In the face of climate change, less carbon intensive fuels are being sought. Natural gas has been perceived as a transition fuel, producing less CO2 when burned than coal, but it is not a renewable resource. Hydrocarbon-rich shale formations contain natural gas, natural gas condensate, and oil production potential, and the extraction of these compounds has allowed the USA to become one of the largest global producers of natural gas. Horizontal drilling and hydraulic fracturing are used to extract the shale gas, but hydraulic fracturing of one well typically requires between 7 and 19 million L of water. One option being explored is the use of treated mine water as an alternative to freshwater. The Marcellus and Utica shale formations underlie much of the eastern USA, and the Utica Shale is being pursued for its high natural gas potential in eastern Ohio.
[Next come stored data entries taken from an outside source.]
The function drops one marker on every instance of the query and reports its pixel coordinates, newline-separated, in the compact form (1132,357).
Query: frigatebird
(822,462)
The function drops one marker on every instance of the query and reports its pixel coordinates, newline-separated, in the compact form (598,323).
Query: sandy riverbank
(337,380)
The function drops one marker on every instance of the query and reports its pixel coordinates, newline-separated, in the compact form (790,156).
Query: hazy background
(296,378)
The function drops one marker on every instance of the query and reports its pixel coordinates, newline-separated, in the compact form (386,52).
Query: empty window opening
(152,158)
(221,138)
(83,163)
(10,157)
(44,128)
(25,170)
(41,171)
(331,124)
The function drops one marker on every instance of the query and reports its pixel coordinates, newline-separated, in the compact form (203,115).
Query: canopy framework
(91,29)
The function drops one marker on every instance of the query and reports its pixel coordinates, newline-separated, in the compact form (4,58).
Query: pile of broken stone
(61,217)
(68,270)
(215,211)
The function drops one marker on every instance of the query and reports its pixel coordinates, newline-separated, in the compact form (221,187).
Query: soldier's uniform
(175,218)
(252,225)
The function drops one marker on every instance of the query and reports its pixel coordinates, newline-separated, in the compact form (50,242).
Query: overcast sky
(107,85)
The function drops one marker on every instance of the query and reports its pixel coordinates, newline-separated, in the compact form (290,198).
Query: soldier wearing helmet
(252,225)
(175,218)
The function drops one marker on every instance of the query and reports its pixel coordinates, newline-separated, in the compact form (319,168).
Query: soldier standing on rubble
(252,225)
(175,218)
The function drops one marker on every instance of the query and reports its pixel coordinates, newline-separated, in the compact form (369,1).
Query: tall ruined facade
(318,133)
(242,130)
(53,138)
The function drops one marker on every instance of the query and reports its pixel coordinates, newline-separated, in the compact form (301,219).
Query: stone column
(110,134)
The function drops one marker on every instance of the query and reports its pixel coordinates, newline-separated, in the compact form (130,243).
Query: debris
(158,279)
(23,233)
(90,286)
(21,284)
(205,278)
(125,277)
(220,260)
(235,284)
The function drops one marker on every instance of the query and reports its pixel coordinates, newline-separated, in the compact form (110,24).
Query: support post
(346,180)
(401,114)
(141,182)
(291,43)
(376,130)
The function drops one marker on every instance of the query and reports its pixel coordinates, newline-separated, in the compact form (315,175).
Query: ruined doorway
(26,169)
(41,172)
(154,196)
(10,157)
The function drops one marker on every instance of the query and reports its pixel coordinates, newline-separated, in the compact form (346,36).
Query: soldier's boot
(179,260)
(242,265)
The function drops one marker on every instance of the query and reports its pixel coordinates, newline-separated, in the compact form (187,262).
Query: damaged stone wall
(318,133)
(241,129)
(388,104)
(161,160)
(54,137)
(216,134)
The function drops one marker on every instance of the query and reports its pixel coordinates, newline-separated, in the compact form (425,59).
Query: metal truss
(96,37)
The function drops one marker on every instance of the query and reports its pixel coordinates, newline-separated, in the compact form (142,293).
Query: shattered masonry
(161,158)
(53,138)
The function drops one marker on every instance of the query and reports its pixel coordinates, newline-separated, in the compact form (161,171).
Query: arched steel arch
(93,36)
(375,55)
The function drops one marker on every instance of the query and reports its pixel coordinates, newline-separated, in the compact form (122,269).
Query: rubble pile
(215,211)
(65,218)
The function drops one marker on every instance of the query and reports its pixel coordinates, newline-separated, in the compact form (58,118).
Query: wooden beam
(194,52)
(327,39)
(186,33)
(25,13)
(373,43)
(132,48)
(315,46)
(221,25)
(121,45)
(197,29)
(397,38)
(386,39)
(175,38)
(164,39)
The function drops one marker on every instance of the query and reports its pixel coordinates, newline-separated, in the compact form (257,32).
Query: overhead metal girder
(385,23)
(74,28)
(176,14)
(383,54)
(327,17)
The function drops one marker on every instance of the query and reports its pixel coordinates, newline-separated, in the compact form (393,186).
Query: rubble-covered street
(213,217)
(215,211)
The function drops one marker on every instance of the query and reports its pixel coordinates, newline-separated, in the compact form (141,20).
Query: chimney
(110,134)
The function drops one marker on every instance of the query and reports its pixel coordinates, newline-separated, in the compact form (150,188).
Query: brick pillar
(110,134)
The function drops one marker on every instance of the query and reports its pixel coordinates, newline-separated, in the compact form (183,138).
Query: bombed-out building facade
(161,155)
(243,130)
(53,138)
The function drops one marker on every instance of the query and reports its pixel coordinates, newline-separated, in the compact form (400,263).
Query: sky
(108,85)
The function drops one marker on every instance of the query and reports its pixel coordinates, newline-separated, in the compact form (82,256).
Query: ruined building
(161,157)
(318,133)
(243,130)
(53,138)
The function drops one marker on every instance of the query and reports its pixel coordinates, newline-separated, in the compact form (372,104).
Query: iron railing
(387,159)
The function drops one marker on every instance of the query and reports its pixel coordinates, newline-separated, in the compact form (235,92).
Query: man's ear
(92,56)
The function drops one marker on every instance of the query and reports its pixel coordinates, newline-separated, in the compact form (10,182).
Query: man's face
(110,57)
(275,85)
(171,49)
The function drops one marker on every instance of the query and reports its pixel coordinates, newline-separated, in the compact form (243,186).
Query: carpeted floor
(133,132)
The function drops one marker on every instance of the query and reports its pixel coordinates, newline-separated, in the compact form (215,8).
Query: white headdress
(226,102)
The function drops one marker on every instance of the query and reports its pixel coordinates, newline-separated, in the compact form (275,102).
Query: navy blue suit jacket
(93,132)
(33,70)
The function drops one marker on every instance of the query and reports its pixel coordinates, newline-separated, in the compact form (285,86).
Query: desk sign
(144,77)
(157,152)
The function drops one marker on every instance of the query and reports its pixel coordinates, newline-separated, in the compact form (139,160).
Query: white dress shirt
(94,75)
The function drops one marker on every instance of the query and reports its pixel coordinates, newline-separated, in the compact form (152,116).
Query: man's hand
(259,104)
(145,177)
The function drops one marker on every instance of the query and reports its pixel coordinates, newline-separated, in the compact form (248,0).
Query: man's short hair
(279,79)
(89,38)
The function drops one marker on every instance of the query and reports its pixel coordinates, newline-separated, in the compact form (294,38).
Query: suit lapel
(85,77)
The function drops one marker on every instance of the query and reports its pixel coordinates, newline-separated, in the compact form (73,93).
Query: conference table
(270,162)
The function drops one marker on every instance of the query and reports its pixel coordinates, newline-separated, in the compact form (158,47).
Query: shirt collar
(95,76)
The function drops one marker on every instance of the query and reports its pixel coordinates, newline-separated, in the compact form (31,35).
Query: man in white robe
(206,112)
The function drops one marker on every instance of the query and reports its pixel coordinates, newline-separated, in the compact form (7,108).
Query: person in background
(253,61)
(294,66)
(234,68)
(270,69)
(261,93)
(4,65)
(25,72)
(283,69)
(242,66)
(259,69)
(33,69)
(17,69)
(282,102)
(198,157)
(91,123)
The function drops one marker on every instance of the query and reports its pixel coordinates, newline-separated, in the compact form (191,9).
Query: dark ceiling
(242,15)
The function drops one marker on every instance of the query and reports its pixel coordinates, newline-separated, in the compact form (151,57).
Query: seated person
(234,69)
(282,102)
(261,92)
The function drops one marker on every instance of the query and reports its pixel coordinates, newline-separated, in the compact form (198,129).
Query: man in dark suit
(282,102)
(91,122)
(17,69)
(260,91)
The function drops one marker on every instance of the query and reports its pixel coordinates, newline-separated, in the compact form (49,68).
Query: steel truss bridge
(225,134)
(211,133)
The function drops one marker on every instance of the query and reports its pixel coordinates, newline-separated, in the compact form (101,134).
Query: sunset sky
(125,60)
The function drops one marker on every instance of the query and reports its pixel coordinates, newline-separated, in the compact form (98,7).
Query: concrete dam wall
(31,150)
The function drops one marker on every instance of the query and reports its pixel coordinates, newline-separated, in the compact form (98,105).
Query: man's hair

Permits for wells are being approved, but concerns about the water source for hydraulic fracturing fluid are increasing. We analyzed the carbon footprints of three different water sources: treated mine water from Corning, Ohio, freshwater from the Ohio River, and freshwater from Seneca Lake near the well site. CO2 emissions for each source were calculated during pumping, transportation, and treatment of the water for a one-time well use and annual use. The primary productivity increase that occurred after removal of mine discharge or reduction due to extraction from freshwater sources was also calculated. Annually, using treated mine water would emit 110,000 t of CO2-e (CO2 equivalent) if trucked to a treatment plant or 90,000 t of CO2-e if treated on-site, while using water from the Ohio River would emit 2,000 t of CO2-e, and using water from Seneca Lake would emit 4,500 t of CO2-e, annually. Of course, decreasing the amount of unpolluted freshwater used has other environmental benefits.